Bagian 17

Màu nền
Font chữ
Font size
Chiều cao dòng



Tatapan mataku enggak beralih dari pesan yang baru saja mampir di layar ruang obrolan Line. Dista menghubungi dan berkata mendapatkan Line-ku dari Asti. Bukan, bukan itu yang membuatku merasa enggak percaya, tetapi pengakuan Dista yang akhirnya sepakat untuk mendaftar Klub Sastra.

Angin segar seolah menerpaku. Seakan-akan berbisik lembut, bahwa esok dan seterusnya akan ada hal-hal baik yang terjadi. Terlepas dari kekacauan di balik tempurung kepala, tentang Kak Delima, aku merasa amat tenang karena paling enggak sudah mendapat calon pendaftar.

Fadil juga memberi kabar baik di grup obrolan kami. Tomo sepakat untuk mendaftar, tetapi dengan catatan ingin bertemu aku. Loh, untuk apa? Enggak mau membuang kesempatan, aku pun mengiakan ajakan yang disampaikan lewat Fadil.

Hanya tinggal menunggu kabar dari Anastasia. Ini yang lebih sulit dan enggak terlihat progresnya. Terlebih Anggi enggak pernah mengungkit apa pun tentang gadis itu.

Ah, satu yang lebih sulit ... Prima.

Setelah pembicaraan kemarin siang, dia benar-benar enggak menunjukkan ketertarikan terhadap ucapanku. Meski telah mendengar sendiri bagaimana Klub Sastra dibicarakan anak-anak lain, dia tetap kukuh dengan keputusannya.

"Memangnya dia sesibuk apa, sih?" ketusku seraya melempar ponsel ke atas bantal. Melirik Windy yang sedang mengerjakan tugas. Tatapannya sengit karena merasa terganggu.

Lantas aku memilih merebahkan tubuh di atas kasur empuk dengan sprei bergambar benda-benda luar angkasa. Pikiranku berkelana jauh tentang hari minggu untuk kumpul di rumah Rani. Aku belum membicarakannya dengan Mama atau Papa.

Mendadak aku teringat Prima lagi. "Untung gue berusaha menahan sabar. Kalau nggak, udah gue semprot abis-abisan itu cowok! Lihat aja nanti, lo pasti mau dengerin gue." Aku menggumam ketika sebuah ide tiba-tiba melintas di pikiran.

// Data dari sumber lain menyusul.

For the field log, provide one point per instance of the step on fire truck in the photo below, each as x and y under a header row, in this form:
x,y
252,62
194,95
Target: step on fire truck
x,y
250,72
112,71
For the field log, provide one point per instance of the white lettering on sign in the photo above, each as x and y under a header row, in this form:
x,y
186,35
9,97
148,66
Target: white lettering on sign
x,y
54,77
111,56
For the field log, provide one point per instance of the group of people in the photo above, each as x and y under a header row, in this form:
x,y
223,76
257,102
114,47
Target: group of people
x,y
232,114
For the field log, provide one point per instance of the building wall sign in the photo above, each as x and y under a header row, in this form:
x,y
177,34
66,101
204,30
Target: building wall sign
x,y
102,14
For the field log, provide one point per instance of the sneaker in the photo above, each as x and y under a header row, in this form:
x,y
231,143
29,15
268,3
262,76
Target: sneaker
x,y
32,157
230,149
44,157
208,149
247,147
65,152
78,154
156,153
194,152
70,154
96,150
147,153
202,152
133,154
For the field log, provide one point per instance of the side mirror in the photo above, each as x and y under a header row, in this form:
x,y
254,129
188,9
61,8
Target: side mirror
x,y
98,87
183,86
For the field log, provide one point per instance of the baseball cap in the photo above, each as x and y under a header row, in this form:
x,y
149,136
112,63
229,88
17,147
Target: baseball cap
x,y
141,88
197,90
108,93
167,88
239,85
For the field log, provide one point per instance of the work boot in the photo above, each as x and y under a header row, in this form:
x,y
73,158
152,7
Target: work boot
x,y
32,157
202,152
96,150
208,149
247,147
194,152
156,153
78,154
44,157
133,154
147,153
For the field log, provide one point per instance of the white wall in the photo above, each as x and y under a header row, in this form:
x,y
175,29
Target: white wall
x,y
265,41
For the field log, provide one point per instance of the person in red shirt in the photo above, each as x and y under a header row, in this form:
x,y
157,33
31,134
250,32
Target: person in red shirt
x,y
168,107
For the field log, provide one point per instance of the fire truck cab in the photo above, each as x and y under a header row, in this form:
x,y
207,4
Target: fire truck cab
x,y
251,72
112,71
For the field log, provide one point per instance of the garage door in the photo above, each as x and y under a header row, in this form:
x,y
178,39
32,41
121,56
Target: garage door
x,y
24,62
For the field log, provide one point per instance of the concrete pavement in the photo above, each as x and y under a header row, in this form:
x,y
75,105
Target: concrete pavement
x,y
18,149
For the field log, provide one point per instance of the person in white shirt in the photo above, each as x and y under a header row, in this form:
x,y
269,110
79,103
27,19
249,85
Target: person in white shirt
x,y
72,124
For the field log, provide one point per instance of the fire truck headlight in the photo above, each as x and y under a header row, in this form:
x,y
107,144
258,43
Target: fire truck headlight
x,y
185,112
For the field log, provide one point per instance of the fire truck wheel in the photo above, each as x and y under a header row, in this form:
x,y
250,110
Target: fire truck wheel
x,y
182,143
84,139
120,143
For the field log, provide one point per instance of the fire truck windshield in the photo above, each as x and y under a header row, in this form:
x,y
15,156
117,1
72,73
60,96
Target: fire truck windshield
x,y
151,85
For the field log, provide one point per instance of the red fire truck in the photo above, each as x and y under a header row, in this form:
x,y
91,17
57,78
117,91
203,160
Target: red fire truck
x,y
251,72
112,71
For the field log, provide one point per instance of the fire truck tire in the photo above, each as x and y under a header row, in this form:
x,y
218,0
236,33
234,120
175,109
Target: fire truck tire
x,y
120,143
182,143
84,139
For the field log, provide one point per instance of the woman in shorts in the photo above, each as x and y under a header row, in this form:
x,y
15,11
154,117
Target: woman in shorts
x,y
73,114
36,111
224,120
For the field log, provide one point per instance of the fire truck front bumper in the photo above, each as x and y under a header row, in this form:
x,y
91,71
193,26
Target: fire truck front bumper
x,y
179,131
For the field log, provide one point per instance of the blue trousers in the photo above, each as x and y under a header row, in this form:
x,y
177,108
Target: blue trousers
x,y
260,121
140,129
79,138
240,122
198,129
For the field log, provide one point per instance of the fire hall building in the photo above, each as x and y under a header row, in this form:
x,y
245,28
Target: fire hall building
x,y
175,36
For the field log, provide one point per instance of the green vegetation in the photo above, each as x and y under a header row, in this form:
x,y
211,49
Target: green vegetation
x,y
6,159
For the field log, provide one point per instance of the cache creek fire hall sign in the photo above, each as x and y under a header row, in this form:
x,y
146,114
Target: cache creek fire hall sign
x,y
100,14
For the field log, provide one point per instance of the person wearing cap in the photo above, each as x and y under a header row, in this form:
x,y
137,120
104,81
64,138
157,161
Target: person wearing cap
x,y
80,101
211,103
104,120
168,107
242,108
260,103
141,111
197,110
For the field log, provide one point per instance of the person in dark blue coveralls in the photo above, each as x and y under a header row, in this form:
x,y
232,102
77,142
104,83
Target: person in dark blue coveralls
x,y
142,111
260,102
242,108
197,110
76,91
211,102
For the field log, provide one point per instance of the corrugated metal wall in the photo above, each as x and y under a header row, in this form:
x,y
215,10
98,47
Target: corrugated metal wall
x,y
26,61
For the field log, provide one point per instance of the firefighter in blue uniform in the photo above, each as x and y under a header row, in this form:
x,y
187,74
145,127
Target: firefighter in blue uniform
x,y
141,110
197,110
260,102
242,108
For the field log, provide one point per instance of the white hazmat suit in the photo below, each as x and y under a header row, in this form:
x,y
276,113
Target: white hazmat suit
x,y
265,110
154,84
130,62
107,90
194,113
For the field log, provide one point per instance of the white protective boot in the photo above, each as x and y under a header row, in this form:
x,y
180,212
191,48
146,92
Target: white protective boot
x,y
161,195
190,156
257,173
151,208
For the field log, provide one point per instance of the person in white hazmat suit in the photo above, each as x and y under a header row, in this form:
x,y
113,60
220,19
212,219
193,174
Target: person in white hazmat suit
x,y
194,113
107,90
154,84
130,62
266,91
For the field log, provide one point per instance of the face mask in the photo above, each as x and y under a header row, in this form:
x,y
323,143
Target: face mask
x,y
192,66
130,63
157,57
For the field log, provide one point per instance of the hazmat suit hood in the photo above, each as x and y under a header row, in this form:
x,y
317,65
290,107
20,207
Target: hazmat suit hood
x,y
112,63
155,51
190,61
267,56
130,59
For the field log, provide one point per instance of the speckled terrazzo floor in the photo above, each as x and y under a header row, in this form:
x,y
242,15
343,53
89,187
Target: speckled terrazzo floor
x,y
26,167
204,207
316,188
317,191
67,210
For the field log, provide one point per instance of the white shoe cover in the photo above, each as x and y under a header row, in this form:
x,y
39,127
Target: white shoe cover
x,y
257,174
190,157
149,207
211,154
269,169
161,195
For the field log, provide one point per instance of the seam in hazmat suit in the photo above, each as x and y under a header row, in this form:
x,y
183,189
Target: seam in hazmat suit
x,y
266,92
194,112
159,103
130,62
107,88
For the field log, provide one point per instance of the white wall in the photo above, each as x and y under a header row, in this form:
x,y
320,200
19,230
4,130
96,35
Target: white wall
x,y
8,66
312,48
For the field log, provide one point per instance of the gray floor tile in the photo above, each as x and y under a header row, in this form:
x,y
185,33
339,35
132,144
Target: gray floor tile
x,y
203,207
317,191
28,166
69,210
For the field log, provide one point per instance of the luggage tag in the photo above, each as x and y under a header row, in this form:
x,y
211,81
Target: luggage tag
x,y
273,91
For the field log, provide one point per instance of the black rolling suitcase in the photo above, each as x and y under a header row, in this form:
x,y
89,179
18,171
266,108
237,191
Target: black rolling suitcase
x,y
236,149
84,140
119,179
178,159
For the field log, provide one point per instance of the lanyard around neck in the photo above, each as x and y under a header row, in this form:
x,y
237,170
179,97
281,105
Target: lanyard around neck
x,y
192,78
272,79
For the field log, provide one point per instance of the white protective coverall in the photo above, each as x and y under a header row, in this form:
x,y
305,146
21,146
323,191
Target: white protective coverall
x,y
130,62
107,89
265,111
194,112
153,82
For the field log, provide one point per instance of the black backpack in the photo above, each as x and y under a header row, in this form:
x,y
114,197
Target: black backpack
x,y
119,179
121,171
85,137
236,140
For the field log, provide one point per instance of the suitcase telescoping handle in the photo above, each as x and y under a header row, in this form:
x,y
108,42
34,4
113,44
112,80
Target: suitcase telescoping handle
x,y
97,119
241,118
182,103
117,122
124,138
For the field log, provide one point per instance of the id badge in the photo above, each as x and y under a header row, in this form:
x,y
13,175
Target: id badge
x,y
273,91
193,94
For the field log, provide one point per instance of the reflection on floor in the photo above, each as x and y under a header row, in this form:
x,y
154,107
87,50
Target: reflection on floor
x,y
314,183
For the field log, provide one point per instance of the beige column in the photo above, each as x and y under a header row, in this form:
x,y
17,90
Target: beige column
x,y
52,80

Berusaha mengabaikan Prima, aku memilih keluar untuk ke kamar mandi. Membasuh wajah sebelum tidur agaknya akan membuatku sedikit lebih tenang.

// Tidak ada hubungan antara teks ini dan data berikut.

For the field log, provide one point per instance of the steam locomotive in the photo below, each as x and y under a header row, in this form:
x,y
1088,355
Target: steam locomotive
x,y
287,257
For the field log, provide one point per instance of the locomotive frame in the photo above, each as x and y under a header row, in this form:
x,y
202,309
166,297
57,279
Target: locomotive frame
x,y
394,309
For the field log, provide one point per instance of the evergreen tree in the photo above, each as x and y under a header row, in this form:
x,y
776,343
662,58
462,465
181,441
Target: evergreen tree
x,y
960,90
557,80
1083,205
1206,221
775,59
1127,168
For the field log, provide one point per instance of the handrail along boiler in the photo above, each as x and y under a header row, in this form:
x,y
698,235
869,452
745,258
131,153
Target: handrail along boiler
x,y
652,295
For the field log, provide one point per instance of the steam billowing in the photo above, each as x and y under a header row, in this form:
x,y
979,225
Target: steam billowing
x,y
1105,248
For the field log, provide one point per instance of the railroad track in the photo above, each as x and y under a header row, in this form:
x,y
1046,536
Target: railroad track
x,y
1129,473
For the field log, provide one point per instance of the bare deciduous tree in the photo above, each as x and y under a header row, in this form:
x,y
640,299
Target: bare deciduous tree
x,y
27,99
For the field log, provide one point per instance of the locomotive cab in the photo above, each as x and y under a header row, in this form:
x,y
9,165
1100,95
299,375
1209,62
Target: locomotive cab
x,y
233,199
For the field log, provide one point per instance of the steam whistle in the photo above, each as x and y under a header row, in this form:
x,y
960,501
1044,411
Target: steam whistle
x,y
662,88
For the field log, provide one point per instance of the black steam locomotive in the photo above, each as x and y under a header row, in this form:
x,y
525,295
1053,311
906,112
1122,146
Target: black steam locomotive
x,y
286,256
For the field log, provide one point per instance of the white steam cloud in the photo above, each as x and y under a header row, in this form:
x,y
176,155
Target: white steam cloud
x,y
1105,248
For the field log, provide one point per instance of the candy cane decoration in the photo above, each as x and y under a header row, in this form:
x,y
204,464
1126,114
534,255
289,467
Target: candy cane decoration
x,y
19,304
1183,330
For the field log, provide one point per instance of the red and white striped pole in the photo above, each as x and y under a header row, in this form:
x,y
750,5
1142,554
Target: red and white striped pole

Bahkan saat aku bergerak pun, Windy tampak tidak acuh. Seakan-akan aku enggak berada di sana. Kami betah berjam-jam dalam keheningan. Padahal aku sangat ingin berbicara panjang lebar dengannya. Menanyakan tentang hari-hari Windy setelah bergabung dengan Klub Renang.

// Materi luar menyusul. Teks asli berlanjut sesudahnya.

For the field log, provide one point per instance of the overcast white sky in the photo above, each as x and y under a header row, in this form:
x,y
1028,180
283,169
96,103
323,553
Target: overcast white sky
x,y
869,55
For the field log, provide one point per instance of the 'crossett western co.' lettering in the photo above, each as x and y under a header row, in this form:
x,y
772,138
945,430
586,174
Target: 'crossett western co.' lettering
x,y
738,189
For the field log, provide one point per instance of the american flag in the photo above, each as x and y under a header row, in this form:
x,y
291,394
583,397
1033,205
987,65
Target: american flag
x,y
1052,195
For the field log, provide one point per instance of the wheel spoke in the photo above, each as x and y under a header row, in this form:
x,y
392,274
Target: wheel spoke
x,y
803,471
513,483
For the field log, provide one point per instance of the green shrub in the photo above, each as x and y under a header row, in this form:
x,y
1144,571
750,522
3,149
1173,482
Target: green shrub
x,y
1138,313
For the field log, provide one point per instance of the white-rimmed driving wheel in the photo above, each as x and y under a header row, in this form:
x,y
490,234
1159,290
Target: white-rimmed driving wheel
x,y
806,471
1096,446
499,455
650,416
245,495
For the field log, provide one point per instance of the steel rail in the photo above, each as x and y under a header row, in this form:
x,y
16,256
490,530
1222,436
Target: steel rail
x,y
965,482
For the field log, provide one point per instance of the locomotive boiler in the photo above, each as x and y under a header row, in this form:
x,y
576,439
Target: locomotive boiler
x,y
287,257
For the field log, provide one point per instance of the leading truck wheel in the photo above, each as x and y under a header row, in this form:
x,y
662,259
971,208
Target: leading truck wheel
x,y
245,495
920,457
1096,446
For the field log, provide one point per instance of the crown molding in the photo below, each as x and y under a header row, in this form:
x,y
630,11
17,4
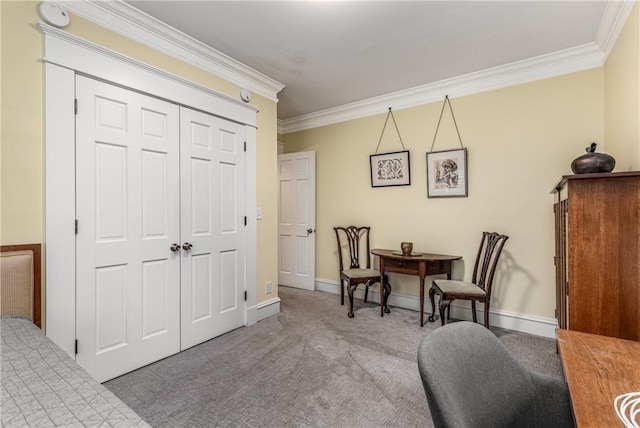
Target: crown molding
x,y
132,23
613,20
585,57
542,67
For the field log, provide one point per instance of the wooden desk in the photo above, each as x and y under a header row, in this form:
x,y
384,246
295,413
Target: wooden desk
x,y
419,265
597,370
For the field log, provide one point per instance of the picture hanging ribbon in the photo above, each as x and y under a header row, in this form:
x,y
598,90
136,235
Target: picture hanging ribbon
x,y
383,128
446,101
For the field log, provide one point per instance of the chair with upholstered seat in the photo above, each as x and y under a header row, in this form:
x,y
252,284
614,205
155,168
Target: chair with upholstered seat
x,y
358,270
479,289
472,380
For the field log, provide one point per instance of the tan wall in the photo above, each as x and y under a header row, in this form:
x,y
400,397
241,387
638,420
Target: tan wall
x,y
622,96
520,141
22,131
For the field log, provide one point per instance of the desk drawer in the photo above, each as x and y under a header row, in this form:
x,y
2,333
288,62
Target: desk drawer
x,y
402,265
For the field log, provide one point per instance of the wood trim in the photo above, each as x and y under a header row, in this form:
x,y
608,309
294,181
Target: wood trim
x,y
37,272
566,178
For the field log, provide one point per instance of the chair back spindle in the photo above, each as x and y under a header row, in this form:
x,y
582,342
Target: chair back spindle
x,y
355,237
487,259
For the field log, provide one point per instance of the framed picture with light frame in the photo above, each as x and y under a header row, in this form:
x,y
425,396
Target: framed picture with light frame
x,y
447,174
390,169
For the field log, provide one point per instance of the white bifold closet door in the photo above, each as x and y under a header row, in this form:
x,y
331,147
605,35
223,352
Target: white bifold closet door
x,y
213,228
128,213
160,247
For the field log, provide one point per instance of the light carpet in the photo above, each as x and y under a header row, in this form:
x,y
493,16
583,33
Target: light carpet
x,y
309,366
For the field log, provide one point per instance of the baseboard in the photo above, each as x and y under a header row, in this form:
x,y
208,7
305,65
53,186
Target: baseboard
x,y
268,308
539,326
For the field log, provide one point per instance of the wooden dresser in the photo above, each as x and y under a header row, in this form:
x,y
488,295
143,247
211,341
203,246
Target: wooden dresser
x,y
597,256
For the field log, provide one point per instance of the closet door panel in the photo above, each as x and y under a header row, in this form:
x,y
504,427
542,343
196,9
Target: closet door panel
x,y
213,227
127,208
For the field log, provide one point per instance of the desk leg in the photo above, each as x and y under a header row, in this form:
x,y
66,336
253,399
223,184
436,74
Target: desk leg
x,y
421,300
382,287
385,296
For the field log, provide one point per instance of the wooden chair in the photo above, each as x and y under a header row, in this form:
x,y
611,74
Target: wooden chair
x,y
479,289
358,270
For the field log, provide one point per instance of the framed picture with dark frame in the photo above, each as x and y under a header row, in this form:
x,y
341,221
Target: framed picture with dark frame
x,y
447,173
390,169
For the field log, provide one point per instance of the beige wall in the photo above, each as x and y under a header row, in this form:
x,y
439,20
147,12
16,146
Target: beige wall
x,y
520,141
622,96
22,172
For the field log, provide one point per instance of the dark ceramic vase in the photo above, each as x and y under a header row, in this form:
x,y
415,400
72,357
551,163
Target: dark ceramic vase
x,y
592,162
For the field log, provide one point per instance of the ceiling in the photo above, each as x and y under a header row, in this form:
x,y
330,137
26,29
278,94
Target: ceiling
x,y
332,53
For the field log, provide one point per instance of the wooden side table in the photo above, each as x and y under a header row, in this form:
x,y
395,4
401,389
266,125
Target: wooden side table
x,y
420,265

Sayangnya, itu hanya sebatas anganku.

Berselang sekian detik, aku keluar dari kamar mandi sambil mengeringkan wajah dengan handuk kecil. Tiba di kamar, pemandangan yang menyapa netra untuk pertama kali adalah punggung lebar Papa. Tubuh kekarnya yang tinggi tegap membuat nyaliku menciut.

Ketika beliau berbalik, aku menemukan selembar kertas lusuh di tangannya. Tatapan Papa mengisyaratkan kemarahan.

"Apa ini?"

"I-itu dari sekolah ...."

"Kamu ikut Klub Sastra? Jadi, benar kata Mamamu?"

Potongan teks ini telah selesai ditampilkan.